US Fish & Wildlife Service

 

Date of this Version

1964

Comments

White Paper issued March 9, 1964

Abstract

In a frontier community, animal life is cheap and held in low esteem. Thus it was that a frontiersman would shoot a bison for its tongue or an eagle for amusement. In America we inherited a particularly prejudiced and unsympathetic view of animals that may at times be dangerous or troublesome. From the days of the mountain men through the period of conquest and settlement of the West, incessant war was waged against the wolf, grizzly, cougar, and the lowly coyote, and even today in the remaining backwoods the maxim persists that the only good varmint is a dead one.

But times and social values change. As our culture became more sophisticated and more urbanized, wild animals began to assume recreational significance at which the pioneer would have scoffed. Americans by the millions swarm out of the cities on vacation seeking a refreshing taste of the wilderness, of which animal life is the living manifestation. Some come to hunt; others to look, or to photograph. Recognition of this reappraisal of animal value is manifest in the myriad of restrictive laws and regulations that now protect nearly all kinds of animals from capricious destruction.

Only some of the predators and troublesome rodents and birds remain unprotected by law or public conscience. In many localities bounties are paid for their scalps, and government hunters are employed for their control. In point of fact, there are numerous situations where control of predators, rodents, and even some birds is essential to protect important agricultural and pastoral interests or human health and safety. The problem is to differentiate those local situations where control is justified from the numerous cases where the same species of animals have social values far in excess of the negligible damage they cause. the large carnivores in particular are objects of fascination to most Americans, and for every person whose sheep may be molested by a coyote there are perhaps a thousand others who would thrill to hear a coyote chorus in the night. Control programs generally fail to cope with this sliding scale of values. Particularly when professional hunters are employed, control tends to become an end in itself, and following Parkinson's law, the machinery for its accomplishment can easily proliferate beyond real need.

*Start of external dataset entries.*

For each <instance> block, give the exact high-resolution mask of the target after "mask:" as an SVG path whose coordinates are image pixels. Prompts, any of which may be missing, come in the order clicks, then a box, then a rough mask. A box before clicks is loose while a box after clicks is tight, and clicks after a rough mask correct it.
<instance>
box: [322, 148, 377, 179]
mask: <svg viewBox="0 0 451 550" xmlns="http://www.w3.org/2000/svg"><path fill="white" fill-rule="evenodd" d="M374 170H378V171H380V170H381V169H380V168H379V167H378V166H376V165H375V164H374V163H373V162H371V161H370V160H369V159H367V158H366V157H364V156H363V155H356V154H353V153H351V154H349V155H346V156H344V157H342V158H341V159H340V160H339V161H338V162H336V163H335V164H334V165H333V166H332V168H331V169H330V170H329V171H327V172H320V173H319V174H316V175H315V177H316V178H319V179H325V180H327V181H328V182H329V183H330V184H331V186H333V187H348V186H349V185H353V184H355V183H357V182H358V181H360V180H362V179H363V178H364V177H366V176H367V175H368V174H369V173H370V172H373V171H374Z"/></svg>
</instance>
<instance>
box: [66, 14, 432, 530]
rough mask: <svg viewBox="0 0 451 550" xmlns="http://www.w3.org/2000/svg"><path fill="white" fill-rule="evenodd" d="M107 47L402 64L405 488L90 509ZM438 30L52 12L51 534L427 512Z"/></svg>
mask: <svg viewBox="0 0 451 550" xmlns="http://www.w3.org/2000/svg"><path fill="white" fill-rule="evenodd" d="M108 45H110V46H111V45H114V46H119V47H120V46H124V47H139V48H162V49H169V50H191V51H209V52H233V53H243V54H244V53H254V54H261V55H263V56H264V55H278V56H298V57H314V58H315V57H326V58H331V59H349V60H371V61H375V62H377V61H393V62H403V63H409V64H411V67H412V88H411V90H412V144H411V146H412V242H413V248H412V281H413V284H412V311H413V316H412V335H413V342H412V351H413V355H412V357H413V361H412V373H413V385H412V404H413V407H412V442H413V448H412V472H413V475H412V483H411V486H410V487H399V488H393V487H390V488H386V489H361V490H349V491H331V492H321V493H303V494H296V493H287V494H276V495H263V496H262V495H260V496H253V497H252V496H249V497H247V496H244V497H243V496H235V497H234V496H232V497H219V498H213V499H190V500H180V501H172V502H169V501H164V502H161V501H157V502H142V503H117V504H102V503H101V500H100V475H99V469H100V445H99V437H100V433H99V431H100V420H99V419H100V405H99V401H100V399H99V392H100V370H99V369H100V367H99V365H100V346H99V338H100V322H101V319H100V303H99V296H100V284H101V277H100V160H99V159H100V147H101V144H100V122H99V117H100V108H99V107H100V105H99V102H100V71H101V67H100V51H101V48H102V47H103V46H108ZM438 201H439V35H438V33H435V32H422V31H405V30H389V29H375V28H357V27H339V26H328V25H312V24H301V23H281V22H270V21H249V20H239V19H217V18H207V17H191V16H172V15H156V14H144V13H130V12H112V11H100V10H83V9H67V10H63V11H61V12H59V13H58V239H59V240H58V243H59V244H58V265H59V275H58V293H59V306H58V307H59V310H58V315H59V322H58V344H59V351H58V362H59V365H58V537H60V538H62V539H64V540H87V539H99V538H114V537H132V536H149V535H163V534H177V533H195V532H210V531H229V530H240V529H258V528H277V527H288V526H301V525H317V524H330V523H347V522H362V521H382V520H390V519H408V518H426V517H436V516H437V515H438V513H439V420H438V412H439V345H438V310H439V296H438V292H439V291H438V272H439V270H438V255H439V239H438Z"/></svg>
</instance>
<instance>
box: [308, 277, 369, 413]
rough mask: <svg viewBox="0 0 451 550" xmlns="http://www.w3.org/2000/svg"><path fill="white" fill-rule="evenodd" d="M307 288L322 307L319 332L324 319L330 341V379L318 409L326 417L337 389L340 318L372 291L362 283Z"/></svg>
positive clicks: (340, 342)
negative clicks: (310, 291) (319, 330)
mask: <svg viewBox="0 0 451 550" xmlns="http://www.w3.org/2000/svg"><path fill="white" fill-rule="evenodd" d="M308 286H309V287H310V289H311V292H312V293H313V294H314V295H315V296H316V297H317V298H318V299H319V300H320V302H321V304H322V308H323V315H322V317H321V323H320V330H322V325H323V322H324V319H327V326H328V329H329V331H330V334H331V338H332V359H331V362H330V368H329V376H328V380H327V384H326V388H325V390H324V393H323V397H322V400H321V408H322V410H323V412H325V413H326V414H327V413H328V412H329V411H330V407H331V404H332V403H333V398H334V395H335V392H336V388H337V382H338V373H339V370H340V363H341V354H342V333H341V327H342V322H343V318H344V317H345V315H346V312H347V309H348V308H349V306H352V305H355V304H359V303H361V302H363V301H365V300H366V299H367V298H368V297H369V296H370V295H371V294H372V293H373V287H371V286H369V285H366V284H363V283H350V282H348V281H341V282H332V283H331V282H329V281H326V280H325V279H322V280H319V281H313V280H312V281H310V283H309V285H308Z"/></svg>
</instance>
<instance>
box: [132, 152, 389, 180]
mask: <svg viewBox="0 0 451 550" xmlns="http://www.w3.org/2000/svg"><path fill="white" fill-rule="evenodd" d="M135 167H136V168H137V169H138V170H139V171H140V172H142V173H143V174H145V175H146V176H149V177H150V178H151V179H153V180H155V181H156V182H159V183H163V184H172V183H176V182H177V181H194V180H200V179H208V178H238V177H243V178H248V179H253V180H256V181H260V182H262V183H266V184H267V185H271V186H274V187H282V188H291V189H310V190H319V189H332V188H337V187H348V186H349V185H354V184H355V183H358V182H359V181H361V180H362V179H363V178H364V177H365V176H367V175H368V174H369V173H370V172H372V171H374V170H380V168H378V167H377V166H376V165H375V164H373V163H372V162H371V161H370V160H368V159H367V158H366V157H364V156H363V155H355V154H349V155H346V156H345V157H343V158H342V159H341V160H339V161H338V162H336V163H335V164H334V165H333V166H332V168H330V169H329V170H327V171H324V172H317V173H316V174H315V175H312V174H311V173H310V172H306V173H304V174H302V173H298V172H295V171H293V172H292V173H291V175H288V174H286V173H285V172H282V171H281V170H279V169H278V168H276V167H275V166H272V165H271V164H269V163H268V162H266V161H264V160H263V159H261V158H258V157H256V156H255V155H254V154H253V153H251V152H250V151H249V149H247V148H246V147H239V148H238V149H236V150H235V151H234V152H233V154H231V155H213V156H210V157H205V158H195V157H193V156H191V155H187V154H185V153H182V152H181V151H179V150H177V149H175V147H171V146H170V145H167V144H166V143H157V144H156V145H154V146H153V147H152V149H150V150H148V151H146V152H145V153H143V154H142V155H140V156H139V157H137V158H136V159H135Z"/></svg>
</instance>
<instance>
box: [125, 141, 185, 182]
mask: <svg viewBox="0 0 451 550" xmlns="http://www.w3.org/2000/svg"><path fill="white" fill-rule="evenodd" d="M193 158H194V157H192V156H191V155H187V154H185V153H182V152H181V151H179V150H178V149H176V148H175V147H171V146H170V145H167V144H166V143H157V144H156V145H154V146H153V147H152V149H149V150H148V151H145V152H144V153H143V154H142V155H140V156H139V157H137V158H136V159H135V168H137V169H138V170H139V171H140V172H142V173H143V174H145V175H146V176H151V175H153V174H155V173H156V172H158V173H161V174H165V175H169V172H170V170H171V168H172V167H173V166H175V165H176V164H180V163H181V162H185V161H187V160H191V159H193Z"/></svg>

the present report attempts to reappraise the complex problem of animal control, with emphasis on the role played in this endeavor by the federal government As a basis for the recommendations that follow, the Advisory Board has adopted the following tenets:

1) All native animals are resources of inherent interest and value to the people of the United States. Basic governmental policy therefore should be one of husbandry of all forms of wildlife.

2) At the same time, local population control is an essential part of a management policy, where a .species is causing significant damage to other resources or crops, or where it endangers human health or safety. Control should be limited strictly to the troublesome species, preferably to the troublesome individuals, and in any event to the localities where substantial damage or danger exists.

It is the unanimous opinion of this Board that control as actually practiced today is considerably in excess of the amount that can be justified in terms of total public interest. As a consequence, many animals which have never offended private property owners or public resource values are being killed unnecessarily. The issue is how to sharpen the tools of control so that they hew only where cuts are fully justified.